Stages of Alzheimer’s Disease

Alzheimer’s & Dementia Care, LLC is here for our clients and their families through every stage of Alzheimer’s disease and dementia. We provide compassionate, in-home care for you or your loved one.

Alzheimer’s disease is a progressive disease with a few different stages that can vary from person to person. On average, an American develops Alzheimer’s disease every 68 seconds. The beginning stages of Alzheimer’s are not too severe, but as time goes on, your loved one will need either in-home care, adult day care or full time assisted living.

Owned and operated by MaryAnn Ciambriello, an RN with over 30 years of experience, Alzheimer’s & Dementia Care, LLC gives caring and compassionate care to all of our clients and their families. The stages of Alzheimer’s can vary slightly but below is generally what occurs.

1st Stage: Mild memory lapses occur which can be from forgetting common everyday words or forgetting where items may have been kept. The first stage may actually start as many as 20 years before symptoms arise.

2nd Stage: The second stage symptoms involve difficulty in remembering words, names, having a hard time performing tasks at work or in social settings. Losing or misplacing valuable items. Personality changes can occur as well as problems being organized or planning tasks. Individuals may even forget their own personal history or become very moody and withdrawn.

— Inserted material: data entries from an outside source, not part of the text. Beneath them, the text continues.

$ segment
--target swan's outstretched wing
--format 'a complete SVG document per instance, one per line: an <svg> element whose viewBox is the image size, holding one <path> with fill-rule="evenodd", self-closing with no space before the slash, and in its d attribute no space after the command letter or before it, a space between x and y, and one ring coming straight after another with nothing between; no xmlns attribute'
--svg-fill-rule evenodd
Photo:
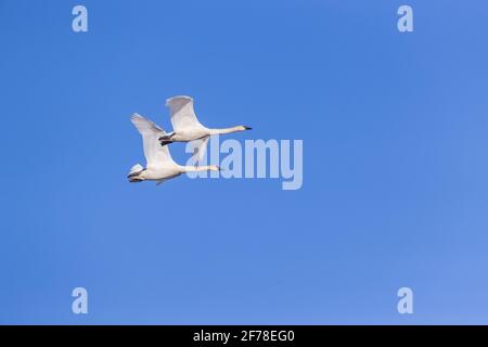
<svg viewBox="0 0 488 347"><path fill-rule="evenodd" d="M137 113L133 114L130 120L142 134L142 143L144 146L144 156L147 162L147 167L164 166L169 162L174 163L171 155L169 154L168 146L162 146L158 140L162 136L166 134L165 130Z"/></svg>
<svg viewBox="0 0 488 347"><path fill-rule="evenodd" d="M195 140L197 142L193 145L195 150L193 151L192 162L195 163L196 165L200 164L200 162L202 162L205 152L207 151L207 143L209 138L210 137L205 137L203 139Z"/></svg>
<svg viewBox="0 0 488 347"><path fill-rule="evenodd" d="M193 99L190 97L174 97L166 100L169 117L176 132L202 130L205 127L198 121L193 110Z"/></svg>

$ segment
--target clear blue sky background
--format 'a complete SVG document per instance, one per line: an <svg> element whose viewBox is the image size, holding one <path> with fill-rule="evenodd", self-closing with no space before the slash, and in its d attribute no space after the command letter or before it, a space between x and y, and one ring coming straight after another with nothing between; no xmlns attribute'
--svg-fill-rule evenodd
<svg viewBox="0 0 488 347"><path fill-rule="evenodd" d="M0 0L0 323L488 323L487 13ZM303 189L129 184L130 115L169 128L175 94L209 126L253 126L240 141L303 139Z"/></svg>

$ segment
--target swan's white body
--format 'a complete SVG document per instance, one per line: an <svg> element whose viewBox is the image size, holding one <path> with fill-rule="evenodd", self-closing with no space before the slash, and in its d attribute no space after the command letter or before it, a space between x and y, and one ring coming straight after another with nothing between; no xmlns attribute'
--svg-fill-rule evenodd
<svg viewBox="0 0 488 347"><path fill-rule="evenodd" d="M162 128L138 114L134 114L130 120L142 136L144 156L147 162L145 168L137 164L130 169L128 176L130 182L149 180L157 181L157 184L160 184L184 172L219 170L215 165L197 168L178 165L171 158L168 146L162 146L159 143L158 139L166 136L166 132Z"/></svg>
<svg viewBox="0 0 488 347"><path fill-rule="evenodd" d="M198 118L196 118L193 107L193 99L190 97L181 95L170 98L166 100L166 106L169 107L169 117L174 131L159 137L160 144L166 145L171 142L190 142L200 140L200 145L195 147L195 162L202 160L210 136L251 129L246 126L236 126L224 129L210 129L203 126L198 121Z"/></svg>

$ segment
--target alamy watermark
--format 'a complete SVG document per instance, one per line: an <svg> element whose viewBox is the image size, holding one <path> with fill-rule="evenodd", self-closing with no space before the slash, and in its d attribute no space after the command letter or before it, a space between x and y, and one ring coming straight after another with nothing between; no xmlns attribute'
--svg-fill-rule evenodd
<svg viewBox="0 0 488 347"><path fill-rule="evenodd" d="M200 141L189 142L187 153L194 153ZM223 154L223 157L221 155ZM216 164L220 171L188 172L190 178L273 178L282 179L283 190L298 190L304 183L303 140L245 140L210 138L200 163L193 158L187 165Z"/></svg>
<svg viewBox="0 0 488 347"><path fill-rule="evenodd" d="M400 300L397 305L398 313L400 314L412 314L413 313L413 291L409 288L408 286L403 286L398 290L397 292L398 297L400 297Z"/></svg>
<svg viewBox="0 0 488 347"><path fill-rule="evenodd" d="M88 291L82 286L73 290L72 312L75 314L88 314Z"/></svg>

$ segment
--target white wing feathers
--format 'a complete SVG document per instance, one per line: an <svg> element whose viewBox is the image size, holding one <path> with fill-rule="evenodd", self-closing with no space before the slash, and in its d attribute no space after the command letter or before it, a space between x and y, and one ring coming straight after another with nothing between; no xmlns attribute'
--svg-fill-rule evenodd
<svg viewBox="0 0 488 347"><path fill-rule="evenodd" d="M195 163L195 165L197 165L202 162L202 159L205 155L205 151L207 150L208 139L210 139L210 137L205 137L203 139L195 140L196 143L192 143L192 145L194 147L193 155L192 155L192 162Z"/></svg>
<svg viewBox="0 0 488 347"><path fill-rule="evenodd" d="M175 163L169 154L168 146L162 146L158 140L166 134L165 130L137 113L133 114L130 120L142 136L147 167L165 166L168 163Z"/></svg>
<svg viewBox="0 0 488 347"><path fill-rule="evenodd" d="M169 117L176 132L202 130L205 127L198 121L193 110L193 99L190 97L175 97L166 100Z"/></svg>

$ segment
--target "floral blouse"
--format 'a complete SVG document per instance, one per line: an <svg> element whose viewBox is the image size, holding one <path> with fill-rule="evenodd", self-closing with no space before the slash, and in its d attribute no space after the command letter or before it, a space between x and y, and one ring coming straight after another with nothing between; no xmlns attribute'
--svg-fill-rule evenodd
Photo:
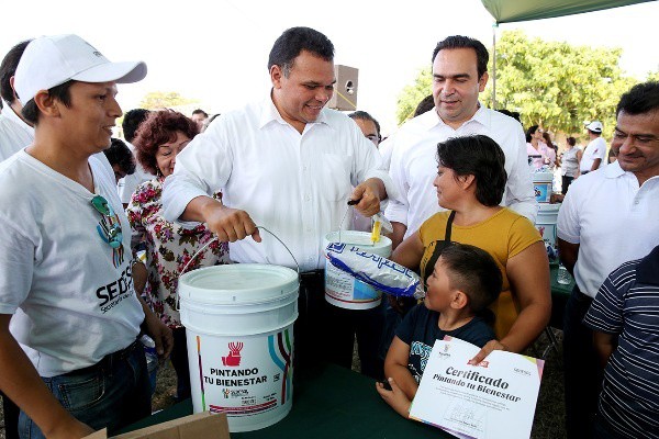
<svg viewBox="0 0 659 439"><path fill-rule="evenodd" d="M133 238L146 243L148 278L143 296L167 326L177 328L181 327L180 315L176 311L179 272L200 248L213 239L213 234L205 224L186 229L165 219L161 202L164 181L159 177L139 184L126 214ZM219 199L220 194L213 196ZM190 263L187 271L230 262L227 244L214 241Z"/></svg>

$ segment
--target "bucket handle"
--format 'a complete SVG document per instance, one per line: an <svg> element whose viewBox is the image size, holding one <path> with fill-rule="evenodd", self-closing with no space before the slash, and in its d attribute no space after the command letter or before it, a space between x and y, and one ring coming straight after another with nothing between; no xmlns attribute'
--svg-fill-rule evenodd
<svg viewBox="0 0 659 439"><path fill-rule="evenodd" d="M272 235L275 237L275 239L277 239L279 243L281 243L281 245L283 246L283 248L287 249L287 251L289 252L289 255L291 256L291 258L293 258L293 262L295 262L295 267L298 268L298 280L299 280L300 279L300 264L298 263L298 259L295 259L295 257L293 256L293 252L291 251L291 249L288 248L288 246L286 244L283 244L283 241L281 239L279 239L279 236L275 235L272 232L268 230L266 227L264 227L264 226L256 226L256 228L260 228L261 230L266 230L267 233L269 233L270 235ZM197 257L199 255L201 255L201 252L203 250L205 250L205 248L208 246L210 246L211 244L213 244L216 240L219 240L219 238L215 236L213 239L211 239L206 244L204 244L203 247L201 247L199 250L197 250L197 252L194 255L192 255L192 257L190 258L190 260L183 266L183 269L181 271L179 271L179 278L186 273L186 271L188 270L188 267L190 266L190 263L192 263L192 261L194 259L197 259ZM176 286L176 311L181 311L179 297L180 296L178 294L178 284L177 284L177 286Z"/></svg>

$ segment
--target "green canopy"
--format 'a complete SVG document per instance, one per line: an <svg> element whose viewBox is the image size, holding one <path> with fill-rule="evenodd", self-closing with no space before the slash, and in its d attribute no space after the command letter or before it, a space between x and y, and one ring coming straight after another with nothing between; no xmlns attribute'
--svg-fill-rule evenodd
<svg viewBox="0 0 659 439"><path fill-rule="evenodd" d="M496 23L551 19L654 0L481 0Z"/></svg>

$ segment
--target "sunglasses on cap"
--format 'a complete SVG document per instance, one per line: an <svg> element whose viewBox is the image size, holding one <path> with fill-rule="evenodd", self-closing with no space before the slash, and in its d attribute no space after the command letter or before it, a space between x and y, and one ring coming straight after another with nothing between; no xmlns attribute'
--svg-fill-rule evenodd
<svg viewBox="0 0 659 439"><path fill-rule="evenodd" d="M91 199L91 205L98 213L103 215L104 221L97 225L97 232L100 237L108 243L110 247L120 248L123 240L121 223L110 204L108 204L108 200L101 195L96 195Z"/></svg>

3rd Stage: The third stage is when individuals have a decline in their own personal care and hygiene. There could be loss of speech, bladder and bowel control issues, sleep loss and weight loss. During this third stage, the brain can’t tell the body what to do and the individual becomes dependent upon others for care. They may need help walking, using the facilities and they could even wander off.

4th Stage: The final stage of Alzheimer’s is when the patients are nearing death and they lose the ability to respond to their environment or communicate. They can lose the ability to swallow and may only be able to mutter words or short phrases. Of course, each case is different and on average, people over age 65 survive for four to eight years after diagnosis. Some may even live for 20 years.

Creating a plan after diagnosis for continued care for the patient is crucial. There are different types of care from in-home care in the early stages to residential full time care and adult day centers. It is important to talk to your loved one about the progression of the disease, finances, and get input from your loved ones on what care is necessary. Alzheimer’s & Dementia Care, LLC will provide you and your loved ones with compassionate in-home care.